Coleman Chamber Concerts, Pasadena, CA, 11-6-1994

The Britten Quartet

Notes by Dennis Bartel

FRANZ SCHUBERT

b. Vienna, Archduchy of Austria, 31 January 1797
d. Vienna, Austro-Hungarian Empire, 19 November 1828

STRING QUARTET IN D MINOR, D.810, “DEATH AND THE MAIDEN” (1824)

Schubert composed his D Minor Quartet during the March and April of his 27th year, as he remained confined to his rooms fasting. His only contact with friends was through letters, and these were grim. “I feel myself to be the most unhappy and wretched creature in the world. Imagine a man whose health will never be right again, and whose despair makes things worse rather than better.”

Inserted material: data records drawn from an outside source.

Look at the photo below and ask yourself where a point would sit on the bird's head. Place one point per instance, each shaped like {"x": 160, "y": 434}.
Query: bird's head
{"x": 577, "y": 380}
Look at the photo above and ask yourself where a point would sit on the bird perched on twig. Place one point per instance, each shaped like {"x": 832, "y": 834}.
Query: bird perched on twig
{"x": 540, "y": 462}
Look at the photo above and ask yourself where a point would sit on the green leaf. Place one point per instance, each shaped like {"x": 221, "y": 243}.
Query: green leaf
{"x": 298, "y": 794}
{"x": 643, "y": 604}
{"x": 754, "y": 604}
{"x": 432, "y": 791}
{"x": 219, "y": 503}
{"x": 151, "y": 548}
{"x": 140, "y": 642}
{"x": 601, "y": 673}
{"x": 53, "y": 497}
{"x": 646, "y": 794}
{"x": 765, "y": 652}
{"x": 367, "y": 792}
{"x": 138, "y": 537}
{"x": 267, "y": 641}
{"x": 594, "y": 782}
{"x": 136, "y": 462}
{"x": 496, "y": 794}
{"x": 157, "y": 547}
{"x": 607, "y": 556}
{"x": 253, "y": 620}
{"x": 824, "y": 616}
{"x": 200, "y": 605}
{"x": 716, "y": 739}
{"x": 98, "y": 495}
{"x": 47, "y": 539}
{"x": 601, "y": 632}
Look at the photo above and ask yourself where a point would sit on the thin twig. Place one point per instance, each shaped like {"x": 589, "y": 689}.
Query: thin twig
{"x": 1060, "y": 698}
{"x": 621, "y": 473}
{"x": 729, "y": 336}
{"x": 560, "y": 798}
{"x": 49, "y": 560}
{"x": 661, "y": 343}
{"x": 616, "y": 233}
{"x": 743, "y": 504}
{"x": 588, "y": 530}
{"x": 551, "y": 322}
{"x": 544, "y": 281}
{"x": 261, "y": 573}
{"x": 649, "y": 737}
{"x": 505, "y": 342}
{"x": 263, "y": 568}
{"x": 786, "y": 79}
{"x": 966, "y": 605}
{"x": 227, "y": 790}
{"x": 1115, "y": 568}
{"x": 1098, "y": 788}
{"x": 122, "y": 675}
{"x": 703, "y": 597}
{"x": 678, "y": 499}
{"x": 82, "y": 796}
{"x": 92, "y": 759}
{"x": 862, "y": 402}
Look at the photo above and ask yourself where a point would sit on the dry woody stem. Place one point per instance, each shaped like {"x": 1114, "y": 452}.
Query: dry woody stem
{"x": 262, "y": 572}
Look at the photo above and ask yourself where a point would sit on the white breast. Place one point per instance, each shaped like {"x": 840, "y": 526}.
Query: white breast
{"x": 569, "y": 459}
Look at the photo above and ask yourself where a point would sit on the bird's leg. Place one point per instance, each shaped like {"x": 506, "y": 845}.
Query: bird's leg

Despair and struggle pervade the D minor Quartet right from the fortissimo chords which open the Allegro with a burst. An agitated five-note theme is introduced promptly and pulses throughout the movement. A second theme, with the kind of lyricism commonly called Schubertian, is woven into the troubled fabric. Both themes are developed extensively in sonata form and the movement ends on a note that recalls Schubert’s state of mind: “Imagine a man whose most brilliant hopes have perished, to whom the felicity of love and friendship have nothing to offer but pain.”

For the second movement Andante, Schubert re-worked a theme from an earlier song, an 1817 setting of Matthais Claudius’ poem “Der Tod und das Mädchen” (Death and the Maiden). The somber theme in the song is that of the Reaper’s voice, replying to the Maiden’s plea to pass her by and not take her so soon. “I am a friend and do not come to punish,” says the fierce skeleton. “Be of good cheer!” Schubert spins five variations off this theme, each with its own desperation and resignation.

The Scherzo is a restless syncopated theme, only momentarily spelled of torment by a melodic Trio. The Presto finale begins with a hunting call played in unison, and among the abrupt stops and ironic tarantella rhythms there appears for a glimpse a phrase from another of Schubert’s songs, “Der Erlkong” (The Earl King), which tells of horror at a child’s death.

Schubert offered his D minor Quartet to the publisher Schott, who passed on it. It was published posthumously in 1831, by Czerny. Schubert did not give the work its nickname. Rather, throughout the 19th century the Quartet slowly took on its nickname, “Death and the Maiden,” by popular use. Schubert’s Quartet in D Minor has been performed on the Coleman Chamber Concerts seventeen times before today, between 1906 and 1983.